3.1. Patient characteristics

Clinicopathological data of the 135 patients are summarized in Table 2. Median age at time of diagnosis was 61 (21–93) years. There were 87 (64.4%) male and 48 (35.6%) female patients. There were 29 (21.5%) well‐differentiated, 62 (45.9%) moderately differentiated and 44 (32.6%) poorly differentiated tumours. Forty‐two patients had T1N0M0 tumours and 93 had T2N0M0 tumours. Seventy‐five (55.6%) patients had free tumour surgical margins, while 60 (44.4%) patients had closed tumour surgical margins (Table 2). At the time of the last follow‐up, 39 patients (28.88%) had recurrence and 27 patients (20%) had died of cancer (Table 3).

TABLE 2.

Clinicopathological characteristics of patients with OTSCC.

Clinicopathological characteristics n (%)
Age (years), median (min‐max) 61 (21–93)
Gender
Male 87 (64.4)
Female 48 (35.6)
Origin
Caucasian 125 (92.5)
Non‐Caucasian 10 (7.5)
Grade
I 29 (21.5)
II 62 (45.9)
III 44 (32.6)
T‐stage (Brazilian data: cT; Italian data: pT)
1 42 (31.1)
2 93 (68.9)
Surgical Margin Status
Free margin (>5 mm) 75 (55.6)
Closed margin (0.1–4.9 mm) 60 (44.4)
Smoking status of Brazilian data 77
Smokers 51 (66.24)
Non‐smokers 26 (33.76)
Characteristics of Italian data 58
Perineural Invasion
Positive 12 (20.69)
Negative 46 (79.31)
Lymphocytic Host Response
Type 1 (strong) 40 (68.97)
Type 2 (moderate) 17 (29.31)
Type 3 (weak) 1 (1.72)

Note: No patient had lymph‐node involvement at last follow‐up.

TABLE 3.

Last follow‐up status of 135 patients.

Median (range) follow‐up in months 60 (6–258)
Treatment
Surgery alone 106 (78.51%)
Surgery along with radiotherapy 29 (21.49%)
Number of recurrences 39 (28.88%)
Number of deceased patients 27 (20%)

Note: No patient had lymph‐node involvement at last follow‐up.
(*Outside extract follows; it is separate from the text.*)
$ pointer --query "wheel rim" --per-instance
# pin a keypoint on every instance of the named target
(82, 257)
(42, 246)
Among the 33 biopsy samples, 15 (45.5%) were well‐differentiated, 12 (36.4%) were moderately differentiated and 6 (18.2%) were poorly differentiated squamous cell carcinomas. Thirteen patients (39.4%) had T1, 11 (33.3%) had T2, 1 (3%) had T3 and 8 (24.3%) had T4 stage tumours (Table 4).

TABLE 4.

Clinicopathological characteristics of OTSCC biopsy samples.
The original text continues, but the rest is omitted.